8.5.3. Create a pipeline and add a Copy activity

8.5.3.1. 1. Add a pair of parameters to the pipeline for Schema and TableName

8.5.3.1.1. In this case we will demonstrate the pipeline via a single execution that relies on the parameter default values, which is just of simplicity because the focus of this technique is on the dynamic sink, but we can easily imagine this pipeline being invoked repeatedly as the child in the parent child design pattern

8.5.3.2. 2. Use the dynamic SQL Database dataset for the source

8.5.3.2.1. We set the Schema and TableName using the pipeline parameters

8.5.3.3. 3. Use the dynamic ADLS Gen2 delimited text file for the sink and set the 3 parameters using dynamic expressions

8.5.3.3.1. For FileName we use a combination of 3 functions: concat(), utcnow() and formatDate(), plus the TableName pipeline parameter

8.5.3.3.2. For ContainerName I chose to set this statically to "raw"

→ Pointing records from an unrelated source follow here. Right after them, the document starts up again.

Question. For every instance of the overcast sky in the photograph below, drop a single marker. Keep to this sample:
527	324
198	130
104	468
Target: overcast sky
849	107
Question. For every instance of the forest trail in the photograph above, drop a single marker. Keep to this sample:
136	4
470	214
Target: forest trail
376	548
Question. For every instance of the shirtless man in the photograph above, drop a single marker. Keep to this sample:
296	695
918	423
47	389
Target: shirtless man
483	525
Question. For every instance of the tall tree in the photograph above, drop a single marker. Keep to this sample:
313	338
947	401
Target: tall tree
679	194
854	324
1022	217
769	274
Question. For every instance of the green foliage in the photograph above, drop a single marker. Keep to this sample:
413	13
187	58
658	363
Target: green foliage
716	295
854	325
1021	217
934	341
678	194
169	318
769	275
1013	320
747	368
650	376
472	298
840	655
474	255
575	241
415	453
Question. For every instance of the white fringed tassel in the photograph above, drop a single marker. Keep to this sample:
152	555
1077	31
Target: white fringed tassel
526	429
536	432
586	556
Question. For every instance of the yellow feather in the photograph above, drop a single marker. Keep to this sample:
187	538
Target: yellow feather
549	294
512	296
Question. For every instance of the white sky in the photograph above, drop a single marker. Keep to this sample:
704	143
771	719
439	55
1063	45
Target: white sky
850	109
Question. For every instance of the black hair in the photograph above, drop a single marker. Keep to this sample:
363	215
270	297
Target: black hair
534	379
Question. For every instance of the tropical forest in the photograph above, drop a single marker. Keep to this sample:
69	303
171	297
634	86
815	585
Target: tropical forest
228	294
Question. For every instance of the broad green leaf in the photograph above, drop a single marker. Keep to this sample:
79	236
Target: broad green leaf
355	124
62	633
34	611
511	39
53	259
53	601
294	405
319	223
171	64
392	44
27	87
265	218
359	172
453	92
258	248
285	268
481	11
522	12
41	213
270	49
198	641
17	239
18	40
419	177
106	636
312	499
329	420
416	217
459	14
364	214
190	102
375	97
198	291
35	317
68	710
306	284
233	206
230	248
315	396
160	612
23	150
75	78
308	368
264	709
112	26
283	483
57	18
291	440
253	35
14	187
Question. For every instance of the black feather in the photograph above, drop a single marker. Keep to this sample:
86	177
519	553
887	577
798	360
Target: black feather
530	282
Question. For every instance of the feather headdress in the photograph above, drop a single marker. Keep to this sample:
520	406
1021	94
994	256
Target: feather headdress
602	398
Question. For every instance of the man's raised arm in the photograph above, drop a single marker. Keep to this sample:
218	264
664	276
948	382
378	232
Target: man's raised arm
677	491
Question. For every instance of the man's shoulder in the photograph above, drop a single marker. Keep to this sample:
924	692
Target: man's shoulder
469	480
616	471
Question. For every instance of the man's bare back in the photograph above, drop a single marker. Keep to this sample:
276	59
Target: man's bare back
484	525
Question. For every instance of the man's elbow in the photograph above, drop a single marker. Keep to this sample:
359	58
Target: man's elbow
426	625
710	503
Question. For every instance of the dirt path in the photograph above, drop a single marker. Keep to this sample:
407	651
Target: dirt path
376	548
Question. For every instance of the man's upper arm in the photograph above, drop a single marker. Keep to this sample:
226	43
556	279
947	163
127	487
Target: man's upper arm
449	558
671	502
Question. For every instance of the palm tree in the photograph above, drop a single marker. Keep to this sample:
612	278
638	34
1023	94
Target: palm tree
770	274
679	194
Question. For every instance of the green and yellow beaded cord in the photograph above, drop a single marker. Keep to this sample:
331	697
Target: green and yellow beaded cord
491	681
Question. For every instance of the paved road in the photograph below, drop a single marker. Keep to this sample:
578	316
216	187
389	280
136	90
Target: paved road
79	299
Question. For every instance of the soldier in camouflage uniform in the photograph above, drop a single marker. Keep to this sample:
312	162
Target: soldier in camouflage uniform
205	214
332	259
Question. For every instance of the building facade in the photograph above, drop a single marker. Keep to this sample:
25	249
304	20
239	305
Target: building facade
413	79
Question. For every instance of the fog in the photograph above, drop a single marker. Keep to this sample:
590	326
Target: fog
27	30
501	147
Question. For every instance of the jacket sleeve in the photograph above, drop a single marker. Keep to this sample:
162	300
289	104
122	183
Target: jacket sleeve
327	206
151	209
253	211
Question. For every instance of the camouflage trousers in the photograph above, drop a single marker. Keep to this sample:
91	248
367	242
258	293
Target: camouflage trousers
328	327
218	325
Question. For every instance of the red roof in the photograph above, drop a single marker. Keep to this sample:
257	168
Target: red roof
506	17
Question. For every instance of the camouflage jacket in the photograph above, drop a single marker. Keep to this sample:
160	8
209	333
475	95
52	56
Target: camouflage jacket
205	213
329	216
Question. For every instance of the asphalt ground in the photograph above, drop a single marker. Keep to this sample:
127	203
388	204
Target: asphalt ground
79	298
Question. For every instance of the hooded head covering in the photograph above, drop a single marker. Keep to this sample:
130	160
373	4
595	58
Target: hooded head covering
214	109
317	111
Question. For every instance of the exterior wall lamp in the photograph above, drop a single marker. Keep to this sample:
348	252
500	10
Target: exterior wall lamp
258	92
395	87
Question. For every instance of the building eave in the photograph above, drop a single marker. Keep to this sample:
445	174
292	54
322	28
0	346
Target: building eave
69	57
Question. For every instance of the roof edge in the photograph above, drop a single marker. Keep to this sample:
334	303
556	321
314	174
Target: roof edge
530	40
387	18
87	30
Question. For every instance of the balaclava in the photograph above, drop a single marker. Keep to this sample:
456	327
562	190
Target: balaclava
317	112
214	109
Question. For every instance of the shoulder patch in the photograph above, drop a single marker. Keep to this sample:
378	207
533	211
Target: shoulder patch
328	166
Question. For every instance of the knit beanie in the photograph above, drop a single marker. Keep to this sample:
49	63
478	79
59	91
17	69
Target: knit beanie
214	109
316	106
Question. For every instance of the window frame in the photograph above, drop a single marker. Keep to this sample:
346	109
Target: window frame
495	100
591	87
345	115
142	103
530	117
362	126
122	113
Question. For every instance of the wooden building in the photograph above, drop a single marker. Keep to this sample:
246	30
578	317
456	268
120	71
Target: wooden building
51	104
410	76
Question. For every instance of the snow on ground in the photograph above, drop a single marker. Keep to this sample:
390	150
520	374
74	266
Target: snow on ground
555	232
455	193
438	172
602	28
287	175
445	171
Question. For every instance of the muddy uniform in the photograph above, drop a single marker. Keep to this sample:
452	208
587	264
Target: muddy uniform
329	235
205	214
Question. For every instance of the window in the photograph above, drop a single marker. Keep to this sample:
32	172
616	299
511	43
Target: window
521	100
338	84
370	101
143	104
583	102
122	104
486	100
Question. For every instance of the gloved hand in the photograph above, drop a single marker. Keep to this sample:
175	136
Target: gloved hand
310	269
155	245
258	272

8.5.3.3.3. For DirectoryName we use a combination of 3 functions: concat(), utcnow() and formatDate()

8.5.4. Debug pipeline

8.5.4.1. If all is well, you should see a successful result

8.5.4.2. Using Storage Explorer we can confirm that the requested date-based directory path has been created and the file is named after the table with a date suffix

8.6. Restartability

8.6.1. A key idea for restartability is the concept of the task queue, which can be implemented as a table in SQL Database

8.6.1.1. To demonstrate this concept, we'll build on the parent child concept by adding a pair of stored procedure activities to follow the child pipeline copy acitivity

8.6.1.1.1. As a first step, we'll tweak the dbo.usp_UpdateTaskQueue stored procedure to include @IsProcessed as an input parameter and no longer use ProcessedDate Is Null as a filter

8.6.1.1.2. We will also add an intentionally dodgy item into the dbo.TaskQueue table

8.6.1.1.3. Add a stored procedure task to child pipeline and connect to success output from the copy activity, then set to call the dbo.usp_UpdateTaskQueue proc, import the parameters and set the values

8.6.1.1.4. Add a stored procedure task to child pipeline and connect to failure output from the copy activity, then set to call the dbo.usp_UpdateTaskQueue proc, import the parameters and set the values

8.6.1.1.5. Debug parent pipeline

8.7. Custom logging

8.7.1. This solution is based on a SQL Database table for a custom log table (dbo.PipelineExecutionHistory) and another for logging errors (dbo.ADFErrorLog)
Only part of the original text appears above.